Pumpkins, Alyson’s Orchard, Walpole, New Hampshire.
10/31/2008
So, it’s Halloween and I planned a post about going to Keene, N.H. for Pumpkin Fest 2008 last weekend.
The thing is, notwithstanding literally thousands of Jack-o-lanterns, there wasn’t a whole lot of pumpkin-related food action going on up there.
We did buy a pie from the Peterborough Children’s Choir’s pie stand and while a friend deemed it ‘maybe the best pumpkin pie ever,’ I can’t honestly say I can tell much difference between the best pumpkin pie I’ve ever had and just a pretty good pumpkin pie.
[Here is where I give a shout-out to staff writer Magdalene Perez's pumpkin pie in the hopes of being gifted with another slice in the near future]
Some of the fair’s non-pumpkin related food was noteworthy: principally the hand-cut French fries and the deep-fried apple donuts sold by the Boy Scout Troop 302 of Keene.
The apples we picked at nearby Alyson’s Orchard yielded a couple of OK apple pies (this, apparently, is a skill I could vastly improve upon).
The two things that absolutely stood out in my mind as extraordinary had nothing to do with Pumpkin Festival: the Brattleboro Food Co-Op and the restaurant at L.A. Burdick Chocolate in Walpole, N.H.
First, the co-op Brattleboro, Vt. off of Interstate 91, offers a fantastic variety of cheese, produce (organic and conventional), bulk cereals, spices, oil, honey, etc., and meat. I can recommend their chorizo and the awesome grass-fed, organic, we-read-bedtime-stories-to-the-cattle-before-we-slaughter-them steaks. A little salt and pepper and into the cast iron and you can’t really go wrong with these.
Burdick’s is 20-miles up the road and besides their hand-made chocolates, they offer a brasserie-style menu in the inviting dining room next door. Everything sounded great except the vegan split-pea soup, (because what is split-pea soup without ham in it?).

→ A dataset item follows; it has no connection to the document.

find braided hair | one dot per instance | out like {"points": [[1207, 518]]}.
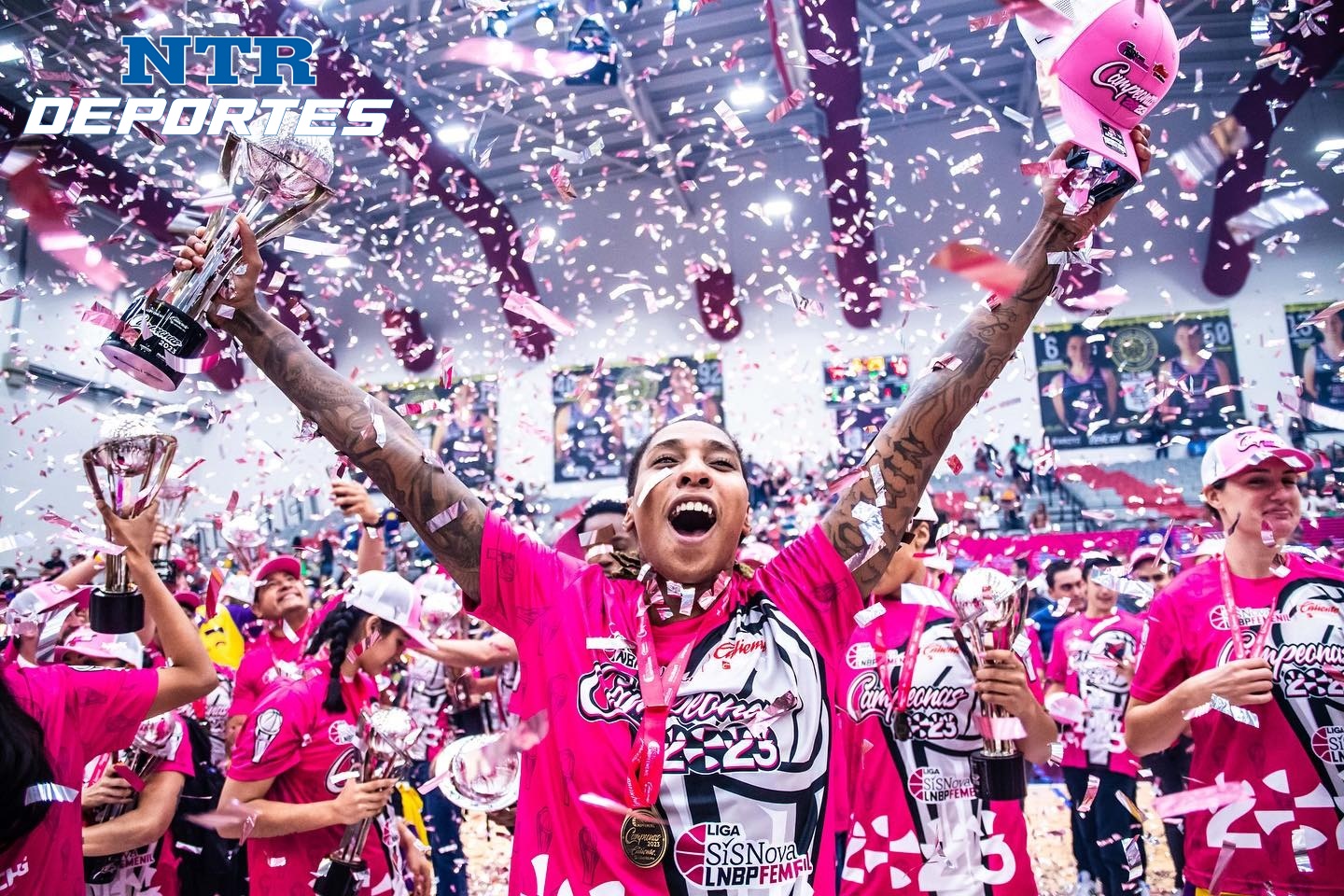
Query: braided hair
{"points": [[23, 751], [335, 632]]}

The blue cheese salad ($8) was piled with huge chunks of quality blue cheese, quarter-inch hunks of smoked bacon and walnuts. I followed this up with a bowl of mussels ($15), which were very good. However, I quickly became jealous of my friends who ordered the steak frites ($18) and the Provençal beef stew ($16). Oh yeah, the Walpole Creamery pumpkin ice cream was really, really good. Especially with a chocolate Madeleine.
So, now I can say I’ve been to Pumpkin Festival.
–CP
BELOW: Black Oxford apple, Alyson’s Orchard, Walpole, New Hampshire.